Evaluates the current game state to determine if any win conditions have been met and updates the game status accordingly.
- Parameters:
state (haive.games.among_us.state.AmongUsState) – Current game state to check.
- Returns:
Updated state with current game status.
- Return type:
Examples
Ongoing game:
updated_state = cls.check_game_status(state) # Returns state with game_status="ongoing"
Crewmate victory:
updated_state = cls.check_game_status(state) # Returns state with game_status="ended", winner="crewmates"
Impostor victory:
updated_state = cls.check_game_status(state) # Returns state with game_status="ended", winner="impostors"
- classmethod filter_state_for_player(state, player_id)¶
Filter game state to include only information visible to a specific player.
Creates a filtered view of the game state that includes only information the specified player should have access to, implementing proper information hiding for authentic social deduction gameplay.
- Parameters:
state (haive.games.among_us.state.AmongUsState) – Complete game state to filter.
player_id (str) – ID of the player to create filtered state for.
- Returns:
Filtered state dictionary with player-visible information.
- Return type:
Dict[str, Any]
Examples
Crewmate filtered state:
filtered = cls.filter_state_for_player(state, "Alice") # Includes: own location, tasks, observations, connected rooms # Excludes: other players' roles, impostor identities
Impostor filtered state:
filtered = cls.filter_state_for_player(state, "Eve") # Includes: fellow impostors, vent locations, kill cooldown # Excludes: crewmate task progress details
Dead player filtered state:
filtered = cls.filter_state_for_player(state, "Bob") # Includes: basic game information, spectator view # Excludes: ability to influence game
- classmethod get_legal_moves(state, player_id)¶
Generate comprehensive legal moves for a player based on game state.
Analyzes the current game state and player situation to generate all valid moves available to the player, considering their role, location, game phase, and current constraints.
- Parameters:
state (haive.games.among_us.state.AmongUsState) – Current game state.
player_id (str) – ID of the player to generate moves for.
- Returns:
List of legal move dictionaries.
- Return type:
List[Dict[str, Any]]
Examples
Crewmate in task phase:
moves = cls.get_legal_moves(state, "Alice") # Returns moves like: # [{"action": "move", "location": "electrical"}, # {"action": "complete_task", "task_id": "Alice_task_1"}, # {"action": "report_body"}] (if body present)
Impostor in task phase:
moves = cls.get_legal_moves(state, "Eve") # Returns moves like: # [{"action": "move", "location": "medbay"}, # {"action": "kill", "target_id": "Bob"}, # {"action": "vent", "vent_id": "electrical_vent"}, # {"action": "sabotage", "sabotage_type": "lights"}]
Player in voting phase:
moves = cls.get_legal_moves(state, "Alice") # Returns moves like: # [{"action": "vote", "vote_for": "Charlie"}, # {"action": "vote", "vote_for": "skip"}]
- classmethod initialize(player_names, **kwargs)¶
Initialize a new Among Us game state with intelligent defaults.
Creates a complete game state with role assignments, task generation, map initialization, and all necessary game components.

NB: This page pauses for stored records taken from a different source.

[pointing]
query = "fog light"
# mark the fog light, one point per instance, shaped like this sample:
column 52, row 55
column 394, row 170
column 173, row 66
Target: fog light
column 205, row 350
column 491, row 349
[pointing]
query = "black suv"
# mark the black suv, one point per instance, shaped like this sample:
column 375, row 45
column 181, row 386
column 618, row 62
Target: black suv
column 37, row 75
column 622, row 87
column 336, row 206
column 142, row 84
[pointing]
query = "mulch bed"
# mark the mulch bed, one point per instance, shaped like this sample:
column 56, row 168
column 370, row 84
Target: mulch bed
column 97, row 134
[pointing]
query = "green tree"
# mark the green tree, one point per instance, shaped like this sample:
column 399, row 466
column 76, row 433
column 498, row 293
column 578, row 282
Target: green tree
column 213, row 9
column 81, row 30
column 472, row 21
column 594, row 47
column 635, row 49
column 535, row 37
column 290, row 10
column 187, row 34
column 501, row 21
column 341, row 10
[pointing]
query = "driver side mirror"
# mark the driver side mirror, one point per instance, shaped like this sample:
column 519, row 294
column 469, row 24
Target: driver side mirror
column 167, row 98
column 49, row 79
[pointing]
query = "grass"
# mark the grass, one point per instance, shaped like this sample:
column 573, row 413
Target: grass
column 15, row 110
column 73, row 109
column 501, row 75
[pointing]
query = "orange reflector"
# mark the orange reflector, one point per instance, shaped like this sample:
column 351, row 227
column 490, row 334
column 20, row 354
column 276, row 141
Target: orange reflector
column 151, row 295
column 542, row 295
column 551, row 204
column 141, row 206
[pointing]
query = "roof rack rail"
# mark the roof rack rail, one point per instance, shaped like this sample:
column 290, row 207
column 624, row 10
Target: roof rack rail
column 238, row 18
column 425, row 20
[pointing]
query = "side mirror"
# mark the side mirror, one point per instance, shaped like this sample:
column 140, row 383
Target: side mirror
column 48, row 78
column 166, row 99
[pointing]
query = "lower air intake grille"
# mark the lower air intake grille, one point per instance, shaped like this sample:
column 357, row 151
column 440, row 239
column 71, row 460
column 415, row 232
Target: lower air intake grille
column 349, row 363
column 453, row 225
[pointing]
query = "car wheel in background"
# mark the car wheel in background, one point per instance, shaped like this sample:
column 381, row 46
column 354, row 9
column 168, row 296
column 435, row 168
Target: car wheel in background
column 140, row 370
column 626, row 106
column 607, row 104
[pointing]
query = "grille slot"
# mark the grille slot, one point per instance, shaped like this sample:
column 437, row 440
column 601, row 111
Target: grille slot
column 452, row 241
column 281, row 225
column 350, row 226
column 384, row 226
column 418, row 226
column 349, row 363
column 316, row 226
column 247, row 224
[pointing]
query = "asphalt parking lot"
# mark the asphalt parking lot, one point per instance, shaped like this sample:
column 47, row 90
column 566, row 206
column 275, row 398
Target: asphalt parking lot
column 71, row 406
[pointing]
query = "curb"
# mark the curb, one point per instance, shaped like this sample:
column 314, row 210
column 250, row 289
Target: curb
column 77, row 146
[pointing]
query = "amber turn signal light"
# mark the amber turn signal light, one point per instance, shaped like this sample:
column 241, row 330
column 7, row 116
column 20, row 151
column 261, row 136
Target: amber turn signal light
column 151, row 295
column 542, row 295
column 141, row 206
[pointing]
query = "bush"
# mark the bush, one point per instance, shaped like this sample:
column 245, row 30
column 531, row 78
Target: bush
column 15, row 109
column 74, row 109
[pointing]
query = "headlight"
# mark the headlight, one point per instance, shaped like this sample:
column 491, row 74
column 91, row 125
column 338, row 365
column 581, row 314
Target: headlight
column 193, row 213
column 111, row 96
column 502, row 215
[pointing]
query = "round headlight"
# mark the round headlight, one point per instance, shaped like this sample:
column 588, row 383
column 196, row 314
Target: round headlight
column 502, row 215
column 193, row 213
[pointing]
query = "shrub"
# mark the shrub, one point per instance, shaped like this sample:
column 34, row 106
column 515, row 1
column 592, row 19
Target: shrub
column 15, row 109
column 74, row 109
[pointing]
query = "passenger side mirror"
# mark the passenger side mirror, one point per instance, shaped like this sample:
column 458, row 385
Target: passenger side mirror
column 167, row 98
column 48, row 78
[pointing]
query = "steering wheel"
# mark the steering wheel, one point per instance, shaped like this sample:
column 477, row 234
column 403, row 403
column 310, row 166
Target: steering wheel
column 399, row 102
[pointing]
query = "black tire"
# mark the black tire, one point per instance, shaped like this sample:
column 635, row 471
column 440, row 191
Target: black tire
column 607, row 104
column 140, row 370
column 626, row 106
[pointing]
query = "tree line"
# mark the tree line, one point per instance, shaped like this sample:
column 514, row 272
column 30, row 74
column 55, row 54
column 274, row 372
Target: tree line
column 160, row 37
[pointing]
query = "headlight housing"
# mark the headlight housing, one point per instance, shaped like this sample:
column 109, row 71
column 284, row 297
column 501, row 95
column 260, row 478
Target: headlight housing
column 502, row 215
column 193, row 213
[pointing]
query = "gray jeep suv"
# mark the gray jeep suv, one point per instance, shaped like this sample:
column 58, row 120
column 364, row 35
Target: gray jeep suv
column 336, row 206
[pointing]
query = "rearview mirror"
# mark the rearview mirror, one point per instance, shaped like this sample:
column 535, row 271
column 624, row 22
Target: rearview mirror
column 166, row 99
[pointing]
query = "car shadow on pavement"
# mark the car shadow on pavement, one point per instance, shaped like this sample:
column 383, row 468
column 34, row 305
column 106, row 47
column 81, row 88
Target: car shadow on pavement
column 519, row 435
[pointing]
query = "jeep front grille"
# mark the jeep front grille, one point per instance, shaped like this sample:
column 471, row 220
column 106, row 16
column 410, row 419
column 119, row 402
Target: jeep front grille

The initialization process follows standard Among Us rules for balanced gameplay.
- Parameters:
player_names (list[str]) – List of player identifiers (4-15 players).
**kwargs – Additional configuration options. map_name (str): Map to use (default: “skeld”). num_impostors (int): Number of impostors (auto-calculated if None). tasks_per_player (int): Tasks per crewmate (default: 5). kill_cooldown (int): Impostor kill cooldown in seconds (default: 45). seed: Random seed for reproducible games.
- Returns:
Fully initialized game state ready for gameplay.
- Return type:
Examples
Standard initialization:
state = AmongUsStateManagerMixin.initialize( player_names=["Alice", "Bob", "Charlie", "David", "Eve"], map_name="skeld" ) # Auto-assigns 1 impostor for 5 players
Custom configuration:
state = AmongUsStateManagerMixin.initialize( player_names=["Player_" + str(i) for i in range(10)], map_name="polus", num_impostors=2, tasks_per_player=6, kill_cooldown=30, seed=12345 )
Note
The initialization automatically balances impostor count based on player count following standard Among Us ratios.